「賀正ーん」

……ああっ、引かないで。年賀状に小ネタを混ぜる私も、さすがにこれはやってないような気がします。実は過去にやらかしたのかもしれませんが、記憶から抹消されているのか覚えていません。という事で、「年賀状に『賀正ーん』と書いた事はない」という結論にしましょう。

違う。そうじゃなくて。年賀状というと、年に一度小ネタを消化できる場です。違うかもしれませんが、私の中ではそういう事になっています。特に、小学生の頃なんかだと、友人に書く年賀状のネタは何にしようなど、結構早いうちから考えていたものです。何時の間にやら仲間内では年賀状を送る風習もなくなり、私自身も年賀状を書かなくなって結構経ちます。今では自分の上司にも出さないもんなぁ。いや、上司に出さないのは最初からですけど。

子供と大人では年賀状の意味合いが違う、という事は勿論理解しています。父の会社では毎年年末になると、あそこには出した、あそこはまだだ、年賀状が足りなくなった、住所がわからない、その他諸々の騒動が起きていました。今年は喪中なので年賀状自体は送らないのですが、それはそれで事前に印刷しておいた数百枚の年賀状は無駄になったわけでして、それもそれでどうかと。しかも、結局あの「喪中につき挨拶は自粛させて云々」というやつは送らなければいけないわけですし。大変だろうな。もう送ったのかな。

私個人は喪中であろうがなかろうが年賀状は送りません。送らないんで当然、送られることもありません。せいぜい、眼鏡屋あたりからダイレクトメール代わりの年賀状がやって来るくらいでしょう。昔は三枚くらいは来てたのに。って、三枚くらいですか。

その『三枚くらい来てた』昔。中学生くらいからでしょうか。今でも付き合いのある面々と出会って、私の中に眠っていた『何か』が目覚めてから再度眠りに付くまでの数年、毎年ネタ年賀状を送っていました。最初に友人に送る際は、ちょっと遠慮して「ごく普通の当り障りのない年賀状と、一目見ただけで俺が送ったとわかる年賀状、どっちがいい?」と尋ねたのですが、間髪いれずに後者がいいとの返事をもらい、以降数年にわたってネタ賀状を送り続けました。勿論、ネタ賀状を送った相手からはネタ賀状が送られてきます。定番の「あぶり出し」も貰いました。「『年賀状を燃やしてしまった』という苦情が結構あった」という理由で、翌年以降は普通の年賀状になった事が残念でした。

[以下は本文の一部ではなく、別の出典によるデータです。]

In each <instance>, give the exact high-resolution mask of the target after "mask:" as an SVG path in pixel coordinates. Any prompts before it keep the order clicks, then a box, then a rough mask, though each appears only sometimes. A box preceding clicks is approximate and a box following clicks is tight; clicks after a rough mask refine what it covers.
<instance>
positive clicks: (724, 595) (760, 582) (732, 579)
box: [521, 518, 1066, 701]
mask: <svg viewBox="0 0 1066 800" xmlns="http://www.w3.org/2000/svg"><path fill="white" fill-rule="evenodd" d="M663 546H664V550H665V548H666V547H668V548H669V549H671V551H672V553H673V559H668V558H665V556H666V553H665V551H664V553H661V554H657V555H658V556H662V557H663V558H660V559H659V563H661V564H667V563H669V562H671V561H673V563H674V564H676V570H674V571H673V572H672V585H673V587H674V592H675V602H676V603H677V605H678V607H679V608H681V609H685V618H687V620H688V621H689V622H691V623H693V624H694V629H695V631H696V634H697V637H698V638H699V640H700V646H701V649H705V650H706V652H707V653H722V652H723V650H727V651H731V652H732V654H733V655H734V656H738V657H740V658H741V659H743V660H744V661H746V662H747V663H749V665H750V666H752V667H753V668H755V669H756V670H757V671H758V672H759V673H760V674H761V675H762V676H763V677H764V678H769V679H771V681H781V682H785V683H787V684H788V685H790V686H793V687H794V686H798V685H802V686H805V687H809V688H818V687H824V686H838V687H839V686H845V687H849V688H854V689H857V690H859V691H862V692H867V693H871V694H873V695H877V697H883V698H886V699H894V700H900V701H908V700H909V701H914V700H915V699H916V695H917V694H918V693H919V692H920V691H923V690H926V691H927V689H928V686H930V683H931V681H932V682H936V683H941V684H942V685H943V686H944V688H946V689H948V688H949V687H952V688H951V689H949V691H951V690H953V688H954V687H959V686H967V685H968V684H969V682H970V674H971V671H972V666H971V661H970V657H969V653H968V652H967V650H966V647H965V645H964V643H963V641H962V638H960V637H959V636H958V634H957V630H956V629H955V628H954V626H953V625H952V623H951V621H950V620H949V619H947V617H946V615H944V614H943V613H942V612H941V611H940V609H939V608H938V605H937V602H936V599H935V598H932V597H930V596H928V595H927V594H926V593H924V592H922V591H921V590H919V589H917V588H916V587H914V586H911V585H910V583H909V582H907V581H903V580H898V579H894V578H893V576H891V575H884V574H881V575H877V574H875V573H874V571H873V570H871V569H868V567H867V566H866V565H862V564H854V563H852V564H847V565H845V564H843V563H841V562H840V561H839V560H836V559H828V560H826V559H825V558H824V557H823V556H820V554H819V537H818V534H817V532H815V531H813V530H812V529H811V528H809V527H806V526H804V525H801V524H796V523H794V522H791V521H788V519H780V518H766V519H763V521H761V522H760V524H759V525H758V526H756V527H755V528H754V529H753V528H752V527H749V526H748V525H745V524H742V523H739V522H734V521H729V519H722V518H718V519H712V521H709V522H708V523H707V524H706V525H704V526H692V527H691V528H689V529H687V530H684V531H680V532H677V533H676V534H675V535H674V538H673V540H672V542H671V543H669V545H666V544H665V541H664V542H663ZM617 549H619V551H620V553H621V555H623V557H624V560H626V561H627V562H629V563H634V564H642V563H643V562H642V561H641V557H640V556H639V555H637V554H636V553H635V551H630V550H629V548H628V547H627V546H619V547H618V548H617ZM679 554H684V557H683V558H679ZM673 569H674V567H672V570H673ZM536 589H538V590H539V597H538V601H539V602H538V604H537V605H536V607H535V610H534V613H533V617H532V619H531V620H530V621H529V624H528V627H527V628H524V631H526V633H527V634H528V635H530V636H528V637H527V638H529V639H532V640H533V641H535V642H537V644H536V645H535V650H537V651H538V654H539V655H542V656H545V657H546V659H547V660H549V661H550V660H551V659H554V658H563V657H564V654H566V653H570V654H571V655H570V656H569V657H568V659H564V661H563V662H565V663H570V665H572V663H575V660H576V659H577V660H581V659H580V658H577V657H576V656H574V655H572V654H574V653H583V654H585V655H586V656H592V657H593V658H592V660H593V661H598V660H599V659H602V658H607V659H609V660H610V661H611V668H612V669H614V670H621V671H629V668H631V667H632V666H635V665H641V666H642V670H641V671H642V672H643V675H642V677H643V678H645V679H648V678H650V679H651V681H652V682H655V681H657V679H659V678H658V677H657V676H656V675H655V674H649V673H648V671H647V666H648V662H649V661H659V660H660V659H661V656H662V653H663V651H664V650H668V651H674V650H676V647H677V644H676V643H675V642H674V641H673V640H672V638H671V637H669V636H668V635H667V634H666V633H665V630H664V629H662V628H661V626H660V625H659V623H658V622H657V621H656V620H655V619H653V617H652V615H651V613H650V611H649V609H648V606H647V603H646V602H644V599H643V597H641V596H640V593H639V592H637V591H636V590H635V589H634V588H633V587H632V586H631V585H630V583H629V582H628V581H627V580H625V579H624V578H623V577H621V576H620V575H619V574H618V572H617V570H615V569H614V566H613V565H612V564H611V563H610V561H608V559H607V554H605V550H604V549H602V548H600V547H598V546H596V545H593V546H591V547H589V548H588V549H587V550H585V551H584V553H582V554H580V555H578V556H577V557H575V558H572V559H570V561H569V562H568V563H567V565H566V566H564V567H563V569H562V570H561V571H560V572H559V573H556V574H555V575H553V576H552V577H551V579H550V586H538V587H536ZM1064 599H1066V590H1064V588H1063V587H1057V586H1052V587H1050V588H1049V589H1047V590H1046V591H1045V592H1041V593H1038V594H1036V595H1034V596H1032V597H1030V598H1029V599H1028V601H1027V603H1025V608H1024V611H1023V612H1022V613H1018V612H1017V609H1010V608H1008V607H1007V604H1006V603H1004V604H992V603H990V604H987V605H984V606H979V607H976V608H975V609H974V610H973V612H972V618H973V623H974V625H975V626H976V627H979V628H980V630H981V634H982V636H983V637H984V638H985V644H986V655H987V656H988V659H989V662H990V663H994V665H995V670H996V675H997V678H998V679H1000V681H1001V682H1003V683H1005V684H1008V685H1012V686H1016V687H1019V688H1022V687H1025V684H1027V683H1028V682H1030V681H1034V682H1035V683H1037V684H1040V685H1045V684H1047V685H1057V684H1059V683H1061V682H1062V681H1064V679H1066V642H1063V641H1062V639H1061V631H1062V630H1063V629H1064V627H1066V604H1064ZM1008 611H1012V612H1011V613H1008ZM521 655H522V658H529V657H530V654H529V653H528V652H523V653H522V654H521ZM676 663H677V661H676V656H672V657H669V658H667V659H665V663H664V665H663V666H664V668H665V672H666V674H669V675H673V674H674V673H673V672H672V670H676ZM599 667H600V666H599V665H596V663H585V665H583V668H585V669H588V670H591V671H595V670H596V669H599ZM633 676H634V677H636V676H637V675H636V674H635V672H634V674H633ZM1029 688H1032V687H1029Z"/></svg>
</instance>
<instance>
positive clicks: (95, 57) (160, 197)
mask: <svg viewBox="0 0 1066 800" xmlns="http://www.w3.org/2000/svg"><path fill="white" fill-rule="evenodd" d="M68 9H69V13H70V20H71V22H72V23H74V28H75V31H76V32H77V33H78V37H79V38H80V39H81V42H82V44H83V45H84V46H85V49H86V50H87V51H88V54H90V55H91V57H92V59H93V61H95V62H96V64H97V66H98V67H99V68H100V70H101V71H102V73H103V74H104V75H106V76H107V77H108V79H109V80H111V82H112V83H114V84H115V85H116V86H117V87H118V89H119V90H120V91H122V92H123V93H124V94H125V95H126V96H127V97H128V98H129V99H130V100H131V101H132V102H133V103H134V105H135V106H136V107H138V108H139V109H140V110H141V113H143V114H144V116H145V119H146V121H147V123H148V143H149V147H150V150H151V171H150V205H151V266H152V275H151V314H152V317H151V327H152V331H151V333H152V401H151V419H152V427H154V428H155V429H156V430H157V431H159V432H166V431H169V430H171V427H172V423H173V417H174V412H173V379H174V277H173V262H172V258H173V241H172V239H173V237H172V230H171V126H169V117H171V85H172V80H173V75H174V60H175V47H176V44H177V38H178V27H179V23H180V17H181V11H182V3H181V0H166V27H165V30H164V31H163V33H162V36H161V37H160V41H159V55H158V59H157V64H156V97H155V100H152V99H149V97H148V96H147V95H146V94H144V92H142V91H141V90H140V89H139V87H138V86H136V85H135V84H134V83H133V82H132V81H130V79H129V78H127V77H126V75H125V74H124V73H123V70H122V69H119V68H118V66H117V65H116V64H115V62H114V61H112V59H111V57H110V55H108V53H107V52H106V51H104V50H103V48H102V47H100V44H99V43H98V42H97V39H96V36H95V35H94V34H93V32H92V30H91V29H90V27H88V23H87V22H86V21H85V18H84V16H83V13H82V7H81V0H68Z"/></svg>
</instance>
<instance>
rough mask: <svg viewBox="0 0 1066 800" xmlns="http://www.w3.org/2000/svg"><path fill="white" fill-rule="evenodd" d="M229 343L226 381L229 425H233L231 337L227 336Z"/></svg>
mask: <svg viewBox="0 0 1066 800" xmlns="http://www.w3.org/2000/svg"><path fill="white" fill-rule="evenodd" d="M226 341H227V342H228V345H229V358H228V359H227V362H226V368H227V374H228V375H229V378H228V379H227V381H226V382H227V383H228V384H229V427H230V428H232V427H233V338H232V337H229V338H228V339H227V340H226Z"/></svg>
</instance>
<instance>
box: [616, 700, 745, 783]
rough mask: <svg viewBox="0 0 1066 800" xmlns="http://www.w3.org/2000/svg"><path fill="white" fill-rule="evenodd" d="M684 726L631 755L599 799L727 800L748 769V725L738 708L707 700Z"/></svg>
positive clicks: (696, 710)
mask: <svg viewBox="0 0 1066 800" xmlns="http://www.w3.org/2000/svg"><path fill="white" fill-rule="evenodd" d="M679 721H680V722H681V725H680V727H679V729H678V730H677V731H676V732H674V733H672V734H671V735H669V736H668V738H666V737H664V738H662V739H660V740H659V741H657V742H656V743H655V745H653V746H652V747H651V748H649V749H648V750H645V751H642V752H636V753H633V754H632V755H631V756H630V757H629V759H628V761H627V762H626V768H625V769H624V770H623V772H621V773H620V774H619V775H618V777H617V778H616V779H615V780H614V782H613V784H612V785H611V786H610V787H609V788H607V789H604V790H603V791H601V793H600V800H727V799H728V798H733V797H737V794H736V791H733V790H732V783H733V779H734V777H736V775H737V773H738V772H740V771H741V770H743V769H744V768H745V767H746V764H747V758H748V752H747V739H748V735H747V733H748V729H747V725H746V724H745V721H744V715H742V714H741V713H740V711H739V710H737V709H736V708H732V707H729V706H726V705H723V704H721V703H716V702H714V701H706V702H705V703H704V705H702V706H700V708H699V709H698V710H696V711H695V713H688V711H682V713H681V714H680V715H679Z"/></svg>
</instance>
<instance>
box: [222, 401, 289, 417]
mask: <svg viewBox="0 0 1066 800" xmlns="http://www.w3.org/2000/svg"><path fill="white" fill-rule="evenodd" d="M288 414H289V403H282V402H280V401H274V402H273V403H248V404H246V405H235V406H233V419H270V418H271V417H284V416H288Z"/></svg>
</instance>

わざわざ一枚書くのに小一時間もかかるようなネタをやった時もあります。一面に茶色の絵の具を塗り、黒で線を入れて「煉瓦状」とか。これは手間の割にはウケがよろしくなかったのを覚えています。結構大変なんですよ。まず、塗ったくって乾燥するのを待たなければいけませんし、それから模様を書き、という手順を踏まなければいけませんので。たしか、六枚書くのに三時間ほどかかったと思います。アホだ、俺。

逆に、最小の手間で最大の笑いを取ったものもあります。先述した「一目で俺が書いたと分かる年賀状」。このとき初めて使ったネタであり、それから別の友人に対しても使う事になったネタです。書いたのはたった二文字。筆ペンででかでかと

「賀正ーん」

違うって。しかもそれじゃ四文字だし。書いたのは、

「全略」

ええ、でかでかと。それ以外に何の装飾もなく。もはや年賀状ではない気もしますが、これがなかなかウケがよく。友人の周囲ではネタになってたらしく、初対面の人に説明される時に「ほら、あの『全略』って年賀状を送ってきた奴」という紹介をされる事もありました。

ネタ賀状をやりとりしなくなってもう数年が経ちます。私がまたネタ賀状を送るようになる日が来るとは思えません。そのへんの分別はついてます。それに、友人達も付き合ってはくれないでしょう。面倒ですし、どうせ年末年始は集まって酒を飲んでますし。しかし、自分の子供がネタ賀状を送る年齢に達したら。「全略」ネタは是非とも伝授してみたいところです。先祖代々受け継がれるネタ賀状。なかなか嫌な伝統です。